[863] Three faces: By the three faces are represented the three quarters of the world from which the subjects of Lucifer are drawn: vermilion or carnation standing for Europe, yellow for Asia, and black for Africa. Or the faces may symbolise attributes opposed to the Wisdom, Power, and Love of the Trinity (Inf. iii. 5). See also note on line 1.
[864] A bat’s wing: Which flutters and flaps in dark and noisome places. The simile helps to bring more clearly before us the dim light and half-seen horrors of the Judecca.
[865] A heckle: Or brake; the instrument used to clear the fibre of flax from the woody substance mixed with it.
[866] Sometimes nude: We are to imagine that the frame of Judas is being for ever renewed and for ever mangled and torn.
[867] Cassius: It has been surmised that Dante here confounds the pale and lean Cassius who was the friend of Brutus with the L. Cassius described as corpulent by Cicero in the Third Catiline Oration. Brutus and Cassius are set with Judas in this, the deepest room of Hell, because, as he was guilty of high treason against his Divine Master, so they were guilty of it against Julius Cæsar, who, according to Dante, was chosen and ordained by God to found the Roman Empire. As the great rebel against the spiritual authority Judas has allotted to him the fiercer pain. To understand the significance of this harsh treatment of the great Republicans it is necessary to bear in mind that Dante’s devotion to the idea of the Empire was part of his religion, and far surpassed in intensity all we can now well imagine. In the absence of a just and strong Emperor the Divine government of the world seemed to him almost at a stand.
[868] Night is rising: It is Saturday evening, and twenty-four hours since they entered by the gate of Inferno.
[869] I thought to Hell, etc.: Virgil, holding on to Lucifer’s hairy sides, descends the dark and narrow space between him and the ice as far as to his middle, which marks the centre of the earth. Here he swings himself round so as to have his feet to the centre as he emerges from the pit to the southern hemisphere. Dante now feels that he is being carried up, and, able to see nothing in the darkness, deems they are climbing back to the Inferno. Virgil’s difficulty in turning himself round and climbing up the legs of Lucifer arises from his being then at the ‘centre to which all weights tend from every part.’ Dante shared the erroneous belief of the time, that things grew heavier the nearer they were to the centre of the earth.
[870] His upturned legs: Lucifer’s feet are as far above where Virgil and Dante are as was his head above the level of the Judecca.

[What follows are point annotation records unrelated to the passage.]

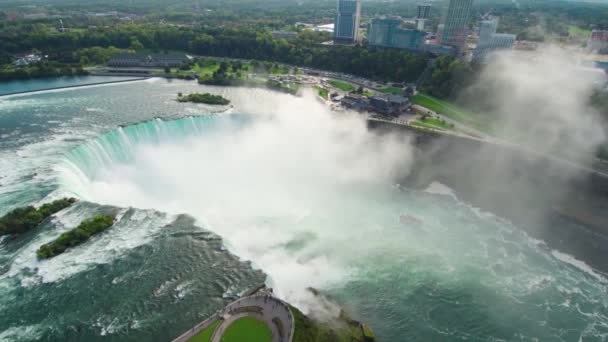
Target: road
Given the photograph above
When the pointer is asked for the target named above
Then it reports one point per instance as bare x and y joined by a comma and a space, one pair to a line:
270, 308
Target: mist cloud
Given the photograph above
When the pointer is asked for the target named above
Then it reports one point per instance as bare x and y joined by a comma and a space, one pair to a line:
541, 100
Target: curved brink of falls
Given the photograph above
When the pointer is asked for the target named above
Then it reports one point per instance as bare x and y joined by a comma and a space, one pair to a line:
295, 206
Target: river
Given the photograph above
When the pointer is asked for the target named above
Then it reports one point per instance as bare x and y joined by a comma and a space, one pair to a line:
213, 201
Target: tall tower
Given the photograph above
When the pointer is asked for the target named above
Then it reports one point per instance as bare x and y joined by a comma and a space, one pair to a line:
346, 26
486, 29
455, 27
424, 12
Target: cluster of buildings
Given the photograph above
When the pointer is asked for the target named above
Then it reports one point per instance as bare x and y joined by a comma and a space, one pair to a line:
26, 59
451, 36
390, 104
490, 41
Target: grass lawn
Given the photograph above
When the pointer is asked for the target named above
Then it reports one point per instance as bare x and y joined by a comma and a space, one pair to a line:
577, 31
281, 70
341, 85
391, 90
205, 335
423, 124
453, 112
247, 329
437, 122
324, 93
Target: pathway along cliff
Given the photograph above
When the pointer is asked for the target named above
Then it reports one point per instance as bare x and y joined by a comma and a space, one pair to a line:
311, 202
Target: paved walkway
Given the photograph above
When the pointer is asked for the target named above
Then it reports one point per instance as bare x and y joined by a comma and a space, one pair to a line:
272, 311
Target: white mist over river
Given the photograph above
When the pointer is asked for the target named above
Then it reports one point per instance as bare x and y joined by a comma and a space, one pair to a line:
308, 197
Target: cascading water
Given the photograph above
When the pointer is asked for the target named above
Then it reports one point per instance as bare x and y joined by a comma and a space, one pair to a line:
304, 218
307, 196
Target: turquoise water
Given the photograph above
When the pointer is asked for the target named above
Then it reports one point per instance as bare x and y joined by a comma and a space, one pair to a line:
58, 82
276, 198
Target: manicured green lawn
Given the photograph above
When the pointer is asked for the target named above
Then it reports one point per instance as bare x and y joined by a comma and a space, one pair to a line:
341, 85
280, 70
324, 93
425, 125
577, 31
452, 111
205, 335
247, 329
391, 90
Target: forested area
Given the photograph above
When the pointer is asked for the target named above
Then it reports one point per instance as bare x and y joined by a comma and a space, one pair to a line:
248, 43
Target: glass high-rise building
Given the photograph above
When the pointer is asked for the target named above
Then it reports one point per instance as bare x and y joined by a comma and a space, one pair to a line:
387, 32
346, 26
456, 22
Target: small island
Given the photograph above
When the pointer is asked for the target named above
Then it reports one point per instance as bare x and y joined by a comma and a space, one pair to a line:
27, 218
205, 98
76, 236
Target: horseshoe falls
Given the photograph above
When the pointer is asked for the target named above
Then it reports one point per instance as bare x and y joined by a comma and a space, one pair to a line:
214, 201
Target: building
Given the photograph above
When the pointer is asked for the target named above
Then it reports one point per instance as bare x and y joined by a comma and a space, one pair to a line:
127, 60
598, 41
25, 60
355, 102
490, 41
486, 29
389, 104
456, 21
346, 28
424, 13
284, 34
387, 32
497, 41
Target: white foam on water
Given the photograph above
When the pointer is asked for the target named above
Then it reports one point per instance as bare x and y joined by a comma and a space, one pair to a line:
129, 231
437, 188
22, 333
568, 259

[871] What point, etc.: The centre of the earth. Dante here feigns to have been himself confused—a fiction which helps to fasten attention on the wonderful fact that if we could make our way through the earth we should require at the centre to reverse our posture. This was more of a wonder in Dante’s time than now.

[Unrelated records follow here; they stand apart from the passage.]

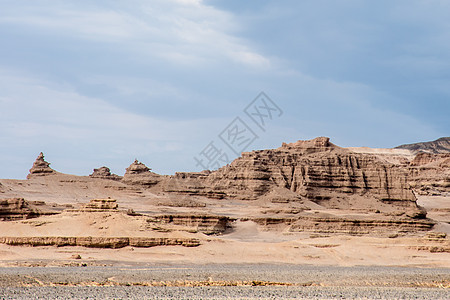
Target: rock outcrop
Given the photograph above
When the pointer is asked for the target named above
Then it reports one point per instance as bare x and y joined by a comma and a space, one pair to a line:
139, 174
104, 173
438, 146
40, 167
315, 170
99, 242
429, 174
101, 205
345, 225
17, 209
207, 224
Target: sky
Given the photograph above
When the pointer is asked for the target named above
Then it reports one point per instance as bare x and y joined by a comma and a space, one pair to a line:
101, 83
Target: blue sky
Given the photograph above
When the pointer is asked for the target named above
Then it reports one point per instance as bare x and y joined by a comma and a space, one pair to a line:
95, 83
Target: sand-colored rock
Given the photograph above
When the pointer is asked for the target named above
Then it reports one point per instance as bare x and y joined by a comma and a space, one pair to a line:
139, 174
207, 224
40, 167
441, 145
104, 173
102, 204
429, 174
97, 242
17, 209
315, 170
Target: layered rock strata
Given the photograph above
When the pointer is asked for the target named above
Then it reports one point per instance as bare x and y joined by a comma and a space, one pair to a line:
441, 145
99, 242
429, 174
17, 209
207, 224
315, 170
139, 174
104, 173
40, 167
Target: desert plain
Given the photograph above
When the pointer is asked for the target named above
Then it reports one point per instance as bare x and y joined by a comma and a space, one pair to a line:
307, 220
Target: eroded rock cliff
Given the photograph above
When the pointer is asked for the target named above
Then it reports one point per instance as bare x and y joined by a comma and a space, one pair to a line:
139, 174
315, 170
40, 167
17, 209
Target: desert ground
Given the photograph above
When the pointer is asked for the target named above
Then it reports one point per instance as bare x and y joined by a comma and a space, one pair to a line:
351, 224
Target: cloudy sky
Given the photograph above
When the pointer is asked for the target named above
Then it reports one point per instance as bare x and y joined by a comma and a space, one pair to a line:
93, 83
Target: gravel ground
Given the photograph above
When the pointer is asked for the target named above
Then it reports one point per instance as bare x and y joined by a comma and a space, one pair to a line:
310, 282
222, 293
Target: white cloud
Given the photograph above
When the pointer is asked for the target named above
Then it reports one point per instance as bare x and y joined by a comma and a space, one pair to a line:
187, 32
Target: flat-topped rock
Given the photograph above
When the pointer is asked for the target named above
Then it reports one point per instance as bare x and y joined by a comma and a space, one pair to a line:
104, 173
101, 204
139, 174
40, 167
17, 209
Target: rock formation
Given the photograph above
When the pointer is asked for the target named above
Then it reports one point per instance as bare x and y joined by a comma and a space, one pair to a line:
429, 174
441, 145
104, 173
17, 209
40, 167
208, 224
315, 170
99, 242
102, 205
139, 174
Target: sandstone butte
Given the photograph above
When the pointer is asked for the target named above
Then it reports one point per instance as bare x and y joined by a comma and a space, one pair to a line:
306, 187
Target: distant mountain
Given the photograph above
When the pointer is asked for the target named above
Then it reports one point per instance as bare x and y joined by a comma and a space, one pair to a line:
441, 145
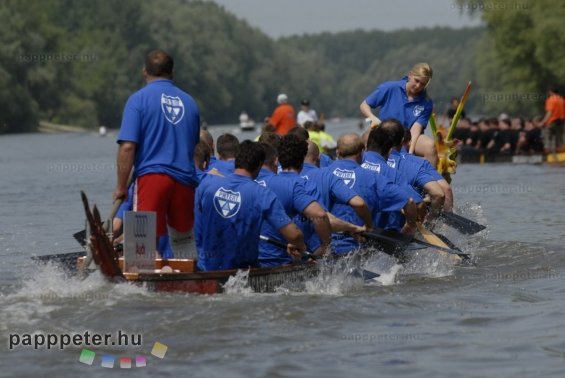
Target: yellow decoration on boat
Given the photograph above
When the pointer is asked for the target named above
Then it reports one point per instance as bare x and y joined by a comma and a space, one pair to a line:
445, 145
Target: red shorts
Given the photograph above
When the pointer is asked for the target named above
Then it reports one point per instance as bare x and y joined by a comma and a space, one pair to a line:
173, 201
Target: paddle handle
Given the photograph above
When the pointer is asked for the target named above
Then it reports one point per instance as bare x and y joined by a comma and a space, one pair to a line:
280, 244
117, 203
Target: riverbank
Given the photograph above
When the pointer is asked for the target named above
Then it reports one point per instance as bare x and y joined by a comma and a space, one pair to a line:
52, 128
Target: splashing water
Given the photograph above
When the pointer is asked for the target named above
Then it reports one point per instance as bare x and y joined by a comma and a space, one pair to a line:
238, 284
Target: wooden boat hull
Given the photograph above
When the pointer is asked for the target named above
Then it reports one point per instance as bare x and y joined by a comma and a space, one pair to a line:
261, 280
476, 157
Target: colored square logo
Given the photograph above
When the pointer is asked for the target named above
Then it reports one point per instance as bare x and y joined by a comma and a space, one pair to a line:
125, 363
159, 350
107, 361
140, 361
87, 357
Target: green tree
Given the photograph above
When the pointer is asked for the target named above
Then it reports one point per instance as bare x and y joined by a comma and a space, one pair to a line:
521, 55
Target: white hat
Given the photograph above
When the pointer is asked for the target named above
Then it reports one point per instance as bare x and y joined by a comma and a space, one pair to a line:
503, 116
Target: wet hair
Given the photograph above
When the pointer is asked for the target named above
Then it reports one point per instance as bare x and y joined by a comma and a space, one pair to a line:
250, 156
159, 64
227, 146
407, 137
349, 145
313, 153
202, 152
300, 132
271, 153
207, 138
309, 125
270, 138
422, 70
292, 151
389, 134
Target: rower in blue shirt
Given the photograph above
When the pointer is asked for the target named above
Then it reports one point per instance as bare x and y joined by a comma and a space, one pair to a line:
379, 145
229, 212
297, 199
330, 190
380, 194
430, 170
407, 101
414, 170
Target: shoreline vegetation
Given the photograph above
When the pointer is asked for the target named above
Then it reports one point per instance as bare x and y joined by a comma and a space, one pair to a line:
54, 128
76, 63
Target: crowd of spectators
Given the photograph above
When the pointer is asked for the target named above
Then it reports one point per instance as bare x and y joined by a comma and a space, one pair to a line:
500, 136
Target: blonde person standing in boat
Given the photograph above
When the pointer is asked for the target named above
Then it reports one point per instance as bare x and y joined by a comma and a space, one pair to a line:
407, 101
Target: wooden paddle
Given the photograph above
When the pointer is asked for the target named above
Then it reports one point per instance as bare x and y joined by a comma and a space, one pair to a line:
363, 273
102, 249
80, 236
404, 240
460, 223
439, 245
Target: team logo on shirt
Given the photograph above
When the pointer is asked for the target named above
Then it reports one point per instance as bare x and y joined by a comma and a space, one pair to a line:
227, 202
172, 107
418, 109
347, 176
371, 166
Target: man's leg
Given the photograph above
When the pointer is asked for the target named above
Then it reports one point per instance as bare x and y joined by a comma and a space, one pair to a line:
180, 220
426, 148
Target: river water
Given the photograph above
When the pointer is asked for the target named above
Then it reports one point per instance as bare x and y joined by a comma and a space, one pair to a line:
505, 317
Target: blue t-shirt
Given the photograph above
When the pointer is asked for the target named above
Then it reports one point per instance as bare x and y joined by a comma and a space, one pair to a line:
412, 169
225, 167
426, 165
164, 122
330, 188
229, 212
295, 196
390, 220
380, 194
392, 98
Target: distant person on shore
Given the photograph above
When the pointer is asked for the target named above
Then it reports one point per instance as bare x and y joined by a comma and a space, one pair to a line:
554, 118
227, 145
283, 118
230, 211
450, 112
306, 114
160, 129
407, 101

[872] Mid tierce: The canonical day was divided into four parts, of which Tierce was the first and began at sunrise. It is now about half-past seven in the morning. The night was beginning when they took their departure from the Judecca: the day is now as far advanced in the southern hemisphere as they have spent time on the passage. The journey before them is long indeed, for they have to ascend to the surface of the earth.